Kein Wunder also, dass die Filmschaffenden die Geduld verlieren. "Film 20", jene zur Berlinale gegründete Interessensgemeinschaft aller großen deutschen Produzenten, lud im Vorfeld der Filmpreis-Gala zur Konferenz nach Berlin und setzte die Erzfeinde auf ein Podium: Hier Günter Struve, Programmdirektor der ARD, und Ludwig Bauer von Pro 7 / Sat 1, dort Ulrich Felsberg ("Road Movies") und Karl-Otto Saur vom Verband der Deutschen Fernsehproduzenten. Und die Fetzen flogen.

Der Schlagabtausch als aussichtsloses Ritual: Überall - in Frankreich, Großbritannien und den USA - ist es besser, wo wir nicht sind, sagen die Produzenten. Wir sitzen doch alle in einem Boot, wiegeln die TV-Chefs ab und drohen ihrerseits mit Liebes-, sprich: Geldentzug.
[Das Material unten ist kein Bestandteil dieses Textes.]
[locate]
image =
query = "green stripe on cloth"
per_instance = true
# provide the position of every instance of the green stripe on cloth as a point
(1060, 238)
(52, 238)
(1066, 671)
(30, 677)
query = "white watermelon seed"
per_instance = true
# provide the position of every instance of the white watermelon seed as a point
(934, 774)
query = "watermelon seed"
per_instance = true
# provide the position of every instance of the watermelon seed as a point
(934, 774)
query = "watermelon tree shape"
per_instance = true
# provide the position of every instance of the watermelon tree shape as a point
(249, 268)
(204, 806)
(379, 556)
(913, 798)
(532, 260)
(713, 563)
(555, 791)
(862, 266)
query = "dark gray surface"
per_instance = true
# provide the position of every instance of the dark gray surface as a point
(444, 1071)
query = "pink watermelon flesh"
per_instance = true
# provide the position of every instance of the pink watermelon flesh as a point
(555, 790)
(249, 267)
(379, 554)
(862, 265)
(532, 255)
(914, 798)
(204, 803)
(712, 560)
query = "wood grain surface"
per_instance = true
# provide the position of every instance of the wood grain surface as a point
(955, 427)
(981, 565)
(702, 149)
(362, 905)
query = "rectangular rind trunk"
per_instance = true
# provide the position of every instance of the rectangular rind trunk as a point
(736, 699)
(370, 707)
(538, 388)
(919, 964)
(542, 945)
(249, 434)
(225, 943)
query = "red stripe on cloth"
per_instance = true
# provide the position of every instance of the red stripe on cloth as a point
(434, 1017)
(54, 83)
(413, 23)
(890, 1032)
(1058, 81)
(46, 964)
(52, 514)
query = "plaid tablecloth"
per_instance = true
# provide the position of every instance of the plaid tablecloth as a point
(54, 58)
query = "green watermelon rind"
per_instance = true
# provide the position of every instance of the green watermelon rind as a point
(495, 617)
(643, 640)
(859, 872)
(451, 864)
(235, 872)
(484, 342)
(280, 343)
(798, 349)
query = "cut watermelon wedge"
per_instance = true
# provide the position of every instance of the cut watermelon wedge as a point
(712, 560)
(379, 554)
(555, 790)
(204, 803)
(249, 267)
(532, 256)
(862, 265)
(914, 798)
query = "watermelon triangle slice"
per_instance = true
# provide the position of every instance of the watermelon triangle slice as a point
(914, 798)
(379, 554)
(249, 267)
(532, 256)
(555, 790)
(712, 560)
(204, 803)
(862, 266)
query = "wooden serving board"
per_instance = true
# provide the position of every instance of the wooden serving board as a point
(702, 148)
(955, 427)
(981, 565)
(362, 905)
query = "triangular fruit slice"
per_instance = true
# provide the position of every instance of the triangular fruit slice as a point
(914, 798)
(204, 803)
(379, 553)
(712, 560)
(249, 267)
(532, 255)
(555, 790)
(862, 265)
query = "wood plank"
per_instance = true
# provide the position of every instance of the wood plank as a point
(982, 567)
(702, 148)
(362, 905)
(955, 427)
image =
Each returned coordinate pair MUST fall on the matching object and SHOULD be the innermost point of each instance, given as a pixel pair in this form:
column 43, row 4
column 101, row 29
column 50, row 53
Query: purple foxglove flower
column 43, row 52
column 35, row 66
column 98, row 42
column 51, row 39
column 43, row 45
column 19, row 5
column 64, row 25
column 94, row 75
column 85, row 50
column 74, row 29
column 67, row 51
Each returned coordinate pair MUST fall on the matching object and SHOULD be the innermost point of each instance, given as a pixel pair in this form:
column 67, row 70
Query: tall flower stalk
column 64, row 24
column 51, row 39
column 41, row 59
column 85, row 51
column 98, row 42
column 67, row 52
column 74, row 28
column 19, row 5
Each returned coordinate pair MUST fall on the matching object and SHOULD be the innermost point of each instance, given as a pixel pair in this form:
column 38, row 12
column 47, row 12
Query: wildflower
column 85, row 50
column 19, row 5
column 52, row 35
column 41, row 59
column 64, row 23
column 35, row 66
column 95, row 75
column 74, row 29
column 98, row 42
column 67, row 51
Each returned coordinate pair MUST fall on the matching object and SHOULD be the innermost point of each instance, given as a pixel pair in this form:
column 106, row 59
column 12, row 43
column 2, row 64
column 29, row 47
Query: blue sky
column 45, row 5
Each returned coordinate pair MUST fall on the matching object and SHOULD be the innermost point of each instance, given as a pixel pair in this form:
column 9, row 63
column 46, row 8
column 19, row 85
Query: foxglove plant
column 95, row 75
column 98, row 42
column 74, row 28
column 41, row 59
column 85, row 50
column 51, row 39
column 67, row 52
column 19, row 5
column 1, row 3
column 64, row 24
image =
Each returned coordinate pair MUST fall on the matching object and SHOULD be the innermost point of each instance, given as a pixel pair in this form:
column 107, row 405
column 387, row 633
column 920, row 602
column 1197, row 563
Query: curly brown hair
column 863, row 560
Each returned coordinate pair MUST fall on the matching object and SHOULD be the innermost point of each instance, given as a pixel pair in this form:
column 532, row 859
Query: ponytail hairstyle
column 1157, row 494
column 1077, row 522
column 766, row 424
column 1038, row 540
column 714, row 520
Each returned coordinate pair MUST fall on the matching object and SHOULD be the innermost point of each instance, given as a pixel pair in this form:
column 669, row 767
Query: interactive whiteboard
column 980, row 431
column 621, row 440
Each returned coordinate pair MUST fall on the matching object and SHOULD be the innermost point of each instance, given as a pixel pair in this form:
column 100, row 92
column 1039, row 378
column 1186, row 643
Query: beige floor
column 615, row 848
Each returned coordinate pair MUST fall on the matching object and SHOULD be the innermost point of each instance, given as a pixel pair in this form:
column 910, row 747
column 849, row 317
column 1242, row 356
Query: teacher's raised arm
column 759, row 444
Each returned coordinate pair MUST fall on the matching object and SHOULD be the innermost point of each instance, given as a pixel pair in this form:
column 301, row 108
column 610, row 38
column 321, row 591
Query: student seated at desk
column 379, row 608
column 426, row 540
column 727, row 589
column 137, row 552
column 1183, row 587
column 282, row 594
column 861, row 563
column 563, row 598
Ihr lügt doch, ruft Günter Rohrbach, der elder statesmen unter Deutschlands Produzenten aus dem Saal; wenn ihr kein Einsehen habt, werden wir euch zwingen. Beschimpfungen, Schuldzuweisungen, Zahlenverwirrspiele - eine Fehde geht über die Bühne, die vor allem eines verdeutlicht: Ein gemeinsames Bündnis für die Belange des Films wird es nicht geben. Die Politik wird es richten müssen, mit einer scharfen Neuformulierung des Filmfördergesetzes, mit unmissverständlichen Solidaritätsaktionen zugunsten der Produzenten.

Schade nur, dass so wenige Politiker den Live-Krieg der führenden Köpfe verfolgten. "Film 20" wird noch viel Lobby-Arbeit leisten müssen, wenn den warmen Worten aus dem Kulturstaatsministerium endlich auch Taten folgen sollen.